How much is America spending on environmental invasions, and how much is Africa spending?

The reported economic costs of aquatic invasive alien species are distributed unevenly in different parts of the world. The highest are in North America (48 percent, $166 billion), while Asia accounts for only 13 percent. ($45 billion). Costs in Europe and South America together accounted for 12 percent. ($41 billion). Africa, the islands of Oceania and the Pacific, and Antarctica and the Subantarctic combined accounted for only 0.6 percent. ($2.1 billion) of the total cost of the invasion. A significant portion (26 percent) of the costs were not allocated to specific geographic regions.

The United States showed the highest costs and the highest number of studies compared to all other countries. This is not surprising, given that research on the economic aspect of ecological invasions has been conducted in this country for the longest time. Brazil, India and France were next in terms of cost. Elsewhere, the results were on a level playing field.

It is worth noting that the InvaCost database does not include reported costs for aquatic IGOs for most African and Asian countries. Even in countries such as South Africa, where research on biological invasions is well developed, large gaps in knowledge of the economic costs of this phenomenon are apparent. South Africa is a global hotspot of alien freshwater fish invasions, with significant negative impacts on human welfare. The limited reporting of costs in Africa and Asia likely reflects the low priority of such research.
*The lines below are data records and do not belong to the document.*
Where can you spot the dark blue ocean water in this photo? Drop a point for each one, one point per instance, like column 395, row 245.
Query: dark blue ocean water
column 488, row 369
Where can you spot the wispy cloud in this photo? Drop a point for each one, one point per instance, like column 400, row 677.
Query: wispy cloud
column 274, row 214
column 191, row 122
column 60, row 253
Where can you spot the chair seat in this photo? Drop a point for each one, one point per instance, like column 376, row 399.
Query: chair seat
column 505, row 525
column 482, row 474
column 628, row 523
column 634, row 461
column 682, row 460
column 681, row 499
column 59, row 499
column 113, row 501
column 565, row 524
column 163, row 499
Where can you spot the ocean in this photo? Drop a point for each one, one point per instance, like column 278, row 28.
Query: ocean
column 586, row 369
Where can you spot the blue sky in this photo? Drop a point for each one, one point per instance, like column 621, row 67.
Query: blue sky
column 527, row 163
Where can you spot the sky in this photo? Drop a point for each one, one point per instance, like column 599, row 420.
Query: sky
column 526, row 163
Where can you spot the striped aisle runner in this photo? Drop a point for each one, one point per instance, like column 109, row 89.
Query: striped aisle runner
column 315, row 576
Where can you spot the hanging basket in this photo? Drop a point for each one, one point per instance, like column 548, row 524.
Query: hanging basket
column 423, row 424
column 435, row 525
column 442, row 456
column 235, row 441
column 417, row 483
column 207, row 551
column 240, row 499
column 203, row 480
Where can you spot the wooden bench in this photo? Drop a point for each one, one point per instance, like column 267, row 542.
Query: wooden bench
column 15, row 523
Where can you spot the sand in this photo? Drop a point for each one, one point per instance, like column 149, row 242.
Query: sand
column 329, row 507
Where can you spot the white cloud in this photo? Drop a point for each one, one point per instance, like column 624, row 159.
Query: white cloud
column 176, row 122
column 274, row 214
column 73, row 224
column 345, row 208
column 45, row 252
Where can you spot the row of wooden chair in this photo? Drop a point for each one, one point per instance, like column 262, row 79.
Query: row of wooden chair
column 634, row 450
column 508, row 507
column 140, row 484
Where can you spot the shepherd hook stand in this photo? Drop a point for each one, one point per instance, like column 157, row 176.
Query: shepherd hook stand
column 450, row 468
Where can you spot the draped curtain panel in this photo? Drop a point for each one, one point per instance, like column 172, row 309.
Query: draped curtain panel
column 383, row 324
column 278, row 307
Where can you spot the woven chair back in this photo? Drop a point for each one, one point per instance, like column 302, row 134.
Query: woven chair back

The authors do not specify this, but the authors’ own analysis of the available version of the database indicates that among European countries, Spain, France, the UK and Norway have the highest number of submissions. From the territory of Poland, unfortunately, there is not a single one. Could it be that in our country the problem of the economics of biological invasions is also not a priority?

What costs in the future? Well, of course, higher!

Most of the models analyzed by the authors indicate an exponential increase in the annual water costs of invasive alien species, beginning in 1960. The models’ predictions are consistent with increasing rates of biological invasions worldwide, driven by globalization and intensification of trade and transportation networks that favor IGO dispersal. The problem is also exacerbated by climate change and associated shifts in habitat and species ranges.

Given that invasion rates will continue to rise, we can certainly expect further increases in the costs associated with prevention, eradication and mitigation. Moreover, bearing in mind that the base does not take into account unreported costs or those resulting from the future spread of IGOs, the results presented must be regarded as a far underestimate. Just knowing how much money has been invested in managing alien species in other countries, will it allow us to guard against or adequately prepare for an invasion? I sincerely doubt it!